The handicap is usually set so that
Luna is at the back, so that makes it doubly difficult - slow car given a fast car's handicap.
Meanwhile - don't trust
Jensen! His WRX STi has the perfect handicap; he is in last position and will arrive at the finishing line right on time to challenge the leaders at the line. I have to buy what he is driving.
As for
Aparicio in the M-Spec Nur - he has to be sent to the back right away. The guy is a monster. Obviously the car is. Don't take your eyes off
Araki in the Sport Wagon STi. One moment he's dawdling around but the next moment as sooon as a scuffle starts between anybody he dissappears and ends up right in the middle of all the Evos you've lined up. And maybe 1 lap to go. With
Luna and
Hoffmann trailing and
Jensen or
Aparacio breathing down their necks and trying to cut the last Evos off at the finishing line.
Meanwhile you are trying to win with one eye on the mirror.
Not exactly a point to point zone-out for sure; was a lot of fun and developed a lot of driving skills, especially utmost control of the car one is driving, and the ability to make lightning-fast decisions on the fly while having a 360 degree focus on everything around. Timing is critical throughout the whole exercise - and instant recognition of teammates or opponents in the thick of a melee is a priority.
Thanks for the entry - but I'm afraid for now you are in 3rd Place on the leaderboard, too - so you'll have to get back and battle those Subies and GT-Rs again while baby-sitting a really diverse set of Evos to the line if you want to clinch the title.

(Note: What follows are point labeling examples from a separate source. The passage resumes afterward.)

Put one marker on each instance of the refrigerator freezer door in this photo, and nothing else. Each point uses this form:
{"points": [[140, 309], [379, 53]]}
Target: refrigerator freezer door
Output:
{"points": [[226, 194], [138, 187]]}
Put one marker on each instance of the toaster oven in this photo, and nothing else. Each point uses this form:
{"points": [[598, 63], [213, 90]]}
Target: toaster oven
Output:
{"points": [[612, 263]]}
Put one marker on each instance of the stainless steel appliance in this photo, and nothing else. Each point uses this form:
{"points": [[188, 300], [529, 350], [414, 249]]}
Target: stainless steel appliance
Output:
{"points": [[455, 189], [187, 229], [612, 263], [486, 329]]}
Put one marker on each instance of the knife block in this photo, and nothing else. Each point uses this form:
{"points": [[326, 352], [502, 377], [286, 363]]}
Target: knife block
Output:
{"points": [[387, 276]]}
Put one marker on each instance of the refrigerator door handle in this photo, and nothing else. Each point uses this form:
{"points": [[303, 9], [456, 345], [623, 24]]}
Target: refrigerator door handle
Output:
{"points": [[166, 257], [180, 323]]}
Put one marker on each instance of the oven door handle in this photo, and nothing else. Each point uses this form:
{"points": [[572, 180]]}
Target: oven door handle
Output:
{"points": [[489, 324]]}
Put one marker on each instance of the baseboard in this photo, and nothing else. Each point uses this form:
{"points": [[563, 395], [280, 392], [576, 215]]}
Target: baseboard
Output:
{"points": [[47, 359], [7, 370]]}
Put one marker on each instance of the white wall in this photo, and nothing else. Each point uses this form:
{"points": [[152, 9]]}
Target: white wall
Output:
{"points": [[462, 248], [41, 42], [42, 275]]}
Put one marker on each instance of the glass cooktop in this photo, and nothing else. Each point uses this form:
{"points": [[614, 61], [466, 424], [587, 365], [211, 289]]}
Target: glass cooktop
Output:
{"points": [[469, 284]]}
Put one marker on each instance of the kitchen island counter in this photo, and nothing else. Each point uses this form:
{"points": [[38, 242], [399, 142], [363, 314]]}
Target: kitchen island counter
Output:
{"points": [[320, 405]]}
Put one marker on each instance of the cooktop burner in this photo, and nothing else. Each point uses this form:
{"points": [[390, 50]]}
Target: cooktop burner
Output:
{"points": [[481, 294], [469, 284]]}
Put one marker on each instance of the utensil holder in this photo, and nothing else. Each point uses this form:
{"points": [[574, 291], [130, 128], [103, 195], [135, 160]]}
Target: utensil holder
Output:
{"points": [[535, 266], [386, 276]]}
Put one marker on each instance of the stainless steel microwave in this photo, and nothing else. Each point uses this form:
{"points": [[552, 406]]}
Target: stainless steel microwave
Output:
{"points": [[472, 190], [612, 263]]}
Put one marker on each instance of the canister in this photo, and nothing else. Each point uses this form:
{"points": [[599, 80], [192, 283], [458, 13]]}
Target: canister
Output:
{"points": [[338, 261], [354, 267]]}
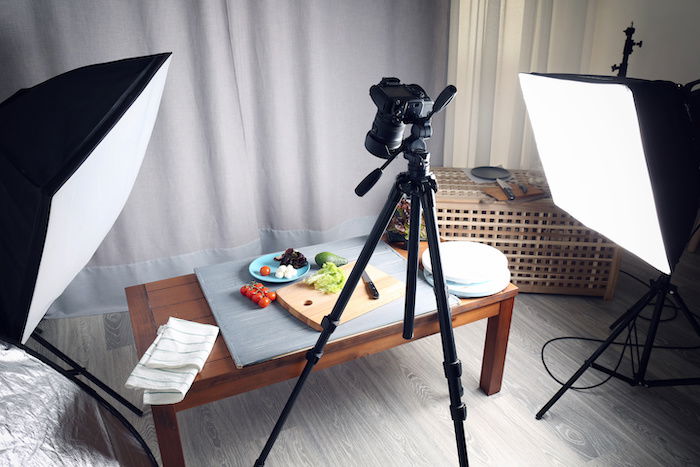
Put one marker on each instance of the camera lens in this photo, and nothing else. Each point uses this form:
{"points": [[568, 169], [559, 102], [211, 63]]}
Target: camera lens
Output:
{"points": [[384, 134]]}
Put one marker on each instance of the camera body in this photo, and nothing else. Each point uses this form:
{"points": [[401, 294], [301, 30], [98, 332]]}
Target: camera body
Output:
{"points": [[397, 105]]}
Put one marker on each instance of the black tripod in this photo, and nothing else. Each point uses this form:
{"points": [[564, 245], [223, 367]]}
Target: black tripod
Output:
{"points": [[418, 183], [659, 290]]}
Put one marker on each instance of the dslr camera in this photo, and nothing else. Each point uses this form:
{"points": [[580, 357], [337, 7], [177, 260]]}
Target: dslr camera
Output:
{"points": [[397, 105]]}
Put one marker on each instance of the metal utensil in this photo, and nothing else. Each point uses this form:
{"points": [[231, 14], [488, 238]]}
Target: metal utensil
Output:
{"points": [[369, 285], [506, 188]]}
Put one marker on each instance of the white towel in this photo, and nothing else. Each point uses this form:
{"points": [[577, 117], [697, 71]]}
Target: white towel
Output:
{"points": [[168, 368]]}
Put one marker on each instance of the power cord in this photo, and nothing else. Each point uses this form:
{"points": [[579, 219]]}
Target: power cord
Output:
{"points": [[627, 344]]}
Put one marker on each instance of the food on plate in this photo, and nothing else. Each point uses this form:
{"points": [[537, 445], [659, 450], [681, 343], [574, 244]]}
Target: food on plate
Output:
{"points": [[329, 279], [288, 272], [258, 294], [292, 257], [328, 257]]}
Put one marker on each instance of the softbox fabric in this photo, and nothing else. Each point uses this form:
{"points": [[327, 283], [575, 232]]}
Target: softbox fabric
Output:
{"points": [[47, 133], [620, 156]]}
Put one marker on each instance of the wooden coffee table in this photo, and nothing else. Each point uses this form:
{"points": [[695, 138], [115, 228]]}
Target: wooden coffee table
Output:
{"points": [[150, 305]]}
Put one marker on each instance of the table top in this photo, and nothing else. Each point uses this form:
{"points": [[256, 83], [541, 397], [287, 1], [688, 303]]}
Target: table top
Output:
{"points": [[150, 306]]}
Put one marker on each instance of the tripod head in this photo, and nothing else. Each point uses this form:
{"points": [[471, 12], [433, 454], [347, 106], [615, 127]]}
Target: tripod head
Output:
{"points": [[398, 105]]}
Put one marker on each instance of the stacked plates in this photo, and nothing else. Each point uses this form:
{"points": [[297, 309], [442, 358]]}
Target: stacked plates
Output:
{"points": [[471, 269]]}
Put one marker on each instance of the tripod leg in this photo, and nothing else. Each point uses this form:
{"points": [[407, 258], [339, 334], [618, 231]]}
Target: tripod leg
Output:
{"points": [[651, 335], [452, 365], [330, 321], [634, 309], [686, 312], [621, 326], [412, 267]]}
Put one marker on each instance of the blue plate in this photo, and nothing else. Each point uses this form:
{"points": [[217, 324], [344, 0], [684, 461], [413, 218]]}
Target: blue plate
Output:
{"points": [[269, 260]]}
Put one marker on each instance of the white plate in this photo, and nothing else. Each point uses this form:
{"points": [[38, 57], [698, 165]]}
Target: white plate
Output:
{"points": [[475, 290], [468, 262]]}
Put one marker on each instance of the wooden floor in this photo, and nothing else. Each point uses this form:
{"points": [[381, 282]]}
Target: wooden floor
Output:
{"points": [[391, 409]]}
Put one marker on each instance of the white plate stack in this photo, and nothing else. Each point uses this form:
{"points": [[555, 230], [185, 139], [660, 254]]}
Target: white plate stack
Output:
{"points": [[471, 269]]}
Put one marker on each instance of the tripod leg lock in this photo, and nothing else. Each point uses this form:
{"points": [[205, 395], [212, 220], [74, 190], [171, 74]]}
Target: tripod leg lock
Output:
{"points": [[328, 325], [314, 355], [459, 412], [453, 369]]}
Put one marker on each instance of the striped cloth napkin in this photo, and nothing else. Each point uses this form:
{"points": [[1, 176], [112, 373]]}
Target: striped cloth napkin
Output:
{"points": [[168, 368]]}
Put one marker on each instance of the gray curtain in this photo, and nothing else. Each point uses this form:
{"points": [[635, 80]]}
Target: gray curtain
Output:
{"points": [[259, 140]]}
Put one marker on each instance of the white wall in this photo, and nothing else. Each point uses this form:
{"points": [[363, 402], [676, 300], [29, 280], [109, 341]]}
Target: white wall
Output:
{"points": [[670, 30]]}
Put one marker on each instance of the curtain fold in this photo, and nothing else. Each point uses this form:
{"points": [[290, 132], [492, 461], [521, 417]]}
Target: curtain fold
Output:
{"points": [[259, 141], [491, 42]]}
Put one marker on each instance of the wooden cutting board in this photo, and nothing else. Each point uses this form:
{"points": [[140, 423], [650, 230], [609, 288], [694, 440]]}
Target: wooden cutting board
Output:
{"points": [[309, 305]]}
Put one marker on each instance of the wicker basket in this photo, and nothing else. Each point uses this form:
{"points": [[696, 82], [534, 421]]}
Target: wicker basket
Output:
{"points": [[547, 249]]}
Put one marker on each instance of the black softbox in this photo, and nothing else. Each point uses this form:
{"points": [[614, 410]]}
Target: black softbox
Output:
{"points": [[70, 150]]}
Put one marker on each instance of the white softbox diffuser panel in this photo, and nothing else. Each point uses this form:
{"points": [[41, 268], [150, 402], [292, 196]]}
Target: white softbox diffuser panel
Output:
{"points": [[589, 141]]}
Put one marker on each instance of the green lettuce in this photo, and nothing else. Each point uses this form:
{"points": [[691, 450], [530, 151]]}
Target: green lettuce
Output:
{"points": [[329, 279]]}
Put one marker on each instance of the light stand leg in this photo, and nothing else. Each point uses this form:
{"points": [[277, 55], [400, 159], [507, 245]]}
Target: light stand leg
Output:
{"points": [[330, 322], [412, 266], [451, 364], [630, 316], [684, 309], [651, 334], [76, 369]]}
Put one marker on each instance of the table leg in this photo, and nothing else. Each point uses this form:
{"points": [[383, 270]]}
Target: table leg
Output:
{"points": [[168, 434], [492, 365]]}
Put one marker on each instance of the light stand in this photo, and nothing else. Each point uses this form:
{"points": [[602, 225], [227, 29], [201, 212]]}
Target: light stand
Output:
{"points": [[627, 50], [635, 142], [659, 290], [418, 183]]}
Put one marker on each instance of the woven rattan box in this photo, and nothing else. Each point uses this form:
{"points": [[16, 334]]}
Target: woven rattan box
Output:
{"points": [[547, 249]]}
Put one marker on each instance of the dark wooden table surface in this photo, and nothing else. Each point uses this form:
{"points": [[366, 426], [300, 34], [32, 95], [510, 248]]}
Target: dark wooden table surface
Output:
{"points": [[150, 305]]}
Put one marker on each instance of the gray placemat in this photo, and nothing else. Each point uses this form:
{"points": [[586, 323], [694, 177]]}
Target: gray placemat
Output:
{"points": [[255, 334]]}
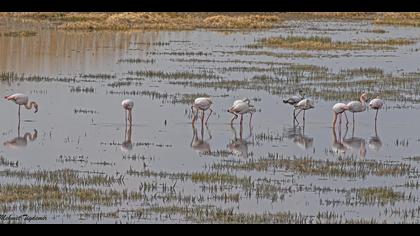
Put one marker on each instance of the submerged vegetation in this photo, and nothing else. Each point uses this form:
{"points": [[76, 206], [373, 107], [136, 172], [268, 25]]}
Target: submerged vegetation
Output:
{"points": [[326, 43]]}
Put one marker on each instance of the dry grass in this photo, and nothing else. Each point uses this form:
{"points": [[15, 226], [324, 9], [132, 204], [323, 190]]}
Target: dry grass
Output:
{"points": [[189, 21], [326, 43], [154, 20]]}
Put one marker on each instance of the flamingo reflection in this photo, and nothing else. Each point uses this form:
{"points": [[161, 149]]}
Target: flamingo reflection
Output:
{"points": [[375, 142], [127, 145], [239, 147], [198, 143], [21, 141]]}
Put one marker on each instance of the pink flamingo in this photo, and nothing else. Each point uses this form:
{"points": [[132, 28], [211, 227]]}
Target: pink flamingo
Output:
{"points": [[339, 109], [358, 106], [241, 107], [202, 104], [376, 104], [22, 100], [128, 105]]}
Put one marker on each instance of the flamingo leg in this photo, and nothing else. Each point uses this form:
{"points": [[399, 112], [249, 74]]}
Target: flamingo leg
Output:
{"points": [[130, 117], [233, 118], [126, 119], [211, 111], [347, 119], [298, 113], [250, 119], [335, 120], [194, 115]]}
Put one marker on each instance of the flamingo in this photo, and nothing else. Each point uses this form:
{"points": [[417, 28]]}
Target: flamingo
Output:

Well, when it gave me 6 Evos, I stuck around and played with them for several races, bringing 5 in plus me for a fast win, as well as checking out what to do with
Luna who was the 6th Evo in the line-up and stuck in the back end with me.
Maxwell and
Dekker were up in front - fast runners, and had to be reeled back quick before they got away.
Sprinkled in the middle of the field were opponents-
Palumbo in the red Skyline, and
Rios and
Nyman in Subies - pests! And I'm assuming these three guys are Silver rabbits from the speed they make it from mid-pack up to the front.
Meanwhile I'm trying to catch them and hold them off so
Luna can get by and join the pack, but
Luna - first -
hates to pass if there is even the slightest disturbance in front of him - and second, when he
does pass is as slow as molasses on a frigid day in trying to get to the front.
Now I have to get
Luna to the front, fend off the attacks from the Subies and Skylines, and then try to overtake everybody at the line hoping that
Luna doesn't get bit in the butt by
Jensen in the Subie and drop my Evo count - because I'm shooting for 7.
Right. 7 Evos. At the line. With me in front.
When does that happen IRL?
Unfortunately, after such a masterful command of the race, I have to move aside for
The Gullwing Commander himself. He's in 1st Place with 7 Evos at the line, too - and with a much faster time.
For the moment it seems like the
Gullwing Commander has command of the Commander titles, too.
Here you go photon.
I give up on that last guy and settle for seven. He is just too slow to keep up.
View attachment 387830
Ah! Yes . . . you were talking about
Luna, I suppose.
Wonder who hired that guy into this fabulously successful Mitsubishi team. Must have been out at sea.